Feminist social theories put to the test
A dissertation at Örebro University in Sweden brings to light major weaknesses in feminist social theories. They are untenable, far too undeveloped, and laden with insoluble internal problems of logic.
“Feminist social theories provide us with an ideologically colored picture of society,” maintains Helen Lindberg.
"As social scientists, we are duty-bound to follow a scientific ethos, otherwise no one benefits, not even women. Instead it hurts the struggle for gender equality. I am writing this dissertation in the hope that it will further the struggle for gender equality in society.”
The dissertation examines four comprehensive theories that each claims to address the issue of how we should be able to understand and explain gender inequality and the unbalanced power relations between the sexes today. The theories - Anna G. Jónasdóttir’s Theory of Love Power, Catharine M. MacKinnon’s radical feminism, Luce Irigaray’s gynocentric distinctivist feminism, and Judith Butler’s queer feminism - are very different from each other and offer different answers to the question.
Helen Lindberg feels it is unfruitful to use the theories for social scientific research on gender relations, since they rest on starkly ideological foundations and evince faulty internal coherence.
The theories offer little or no scope for the individual to be able to change or develop society and have difficulties accomodating empirical evidence. The dissertation also discusses the political goals that the theories can be seen as leading to.
“Some of them are clearly utopian and others are vague and quite undeveloped,” says Helen Lindberg.
Helen Lindberg points to the splintering within the Swedish political party Feminist Initiative as an example of what happens in politics when the various feminist ideological positions meet.
It was not only that the party consisted of different strong-willed individuals.

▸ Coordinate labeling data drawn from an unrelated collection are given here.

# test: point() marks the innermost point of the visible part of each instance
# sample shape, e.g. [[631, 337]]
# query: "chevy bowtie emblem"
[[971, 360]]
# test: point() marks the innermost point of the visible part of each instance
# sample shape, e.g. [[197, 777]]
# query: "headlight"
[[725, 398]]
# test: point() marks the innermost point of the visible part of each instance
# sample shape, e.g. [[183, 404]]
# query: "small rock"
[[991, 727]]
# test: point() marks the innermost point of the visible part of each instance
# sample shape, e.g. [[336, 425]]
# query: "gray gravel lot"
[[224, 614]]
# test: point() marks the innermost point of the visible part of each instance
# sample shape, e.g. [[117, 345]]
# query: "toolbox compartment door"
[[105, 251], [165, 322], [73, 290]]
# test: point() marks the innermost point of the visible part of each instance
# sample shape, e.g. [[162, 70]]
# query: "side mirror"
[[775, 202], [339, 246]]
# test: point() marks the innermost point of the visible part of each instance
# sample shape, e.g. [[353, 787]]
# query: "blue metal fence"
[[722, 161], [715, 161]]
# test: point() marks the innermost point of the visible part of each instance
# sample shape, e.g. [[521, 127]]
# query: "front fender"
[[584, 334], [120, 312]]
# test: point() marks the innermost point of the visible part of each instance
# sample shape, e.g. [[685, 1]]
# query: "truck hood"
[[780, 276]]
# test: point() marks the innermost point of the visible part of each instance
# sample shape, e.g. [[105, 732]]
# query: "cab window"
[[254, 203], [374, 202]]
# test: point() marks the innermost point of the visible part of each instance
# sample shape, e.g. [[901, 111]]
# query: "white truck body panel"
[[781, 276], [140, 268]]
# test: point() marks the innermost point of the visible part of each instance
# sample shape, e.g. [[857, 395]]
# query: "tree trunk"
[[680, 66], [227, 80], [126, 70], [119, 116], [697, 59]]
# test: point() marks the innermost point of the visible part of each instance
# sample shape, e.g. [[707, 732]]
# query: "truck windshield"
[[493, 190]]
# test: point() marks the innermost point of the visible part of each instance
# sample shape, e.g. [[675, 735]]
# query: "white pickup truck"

The members also based their convictions on different feminist ideologies, and when they were not compatible, strife ensued.
Instead, feminist social theories, like other normative and ideologically based social theories, such as Marxism and Liberalism, should be regarded as aids in establishing what problems need to be addressed. Helen Lindberg also points out that there is a parallel between Marxism and feminism regarding their development as scientific and ideological projects in that both have always had a close relationship with liberation-oriented political action.
Helen Lindberg also points to the development from feminism to postfeminism. Post feminism rejects the fundamentals of feminist theory and the previous foundations. Postfeminism shifts and expands the feminist focus from the relation between women and men to also include gender identities regardless of sex, for example, as urgent both as a research focus and for political attention.
In her youth Helen Lindberg was fascinated by Marxist-oriented radical feminism, but she found it wanting when it came to dealing with the experiences of different women.
“Writing the dissertation has been like plunging into a fierce wrestling match with my own convictions,” says Helen Lindberg.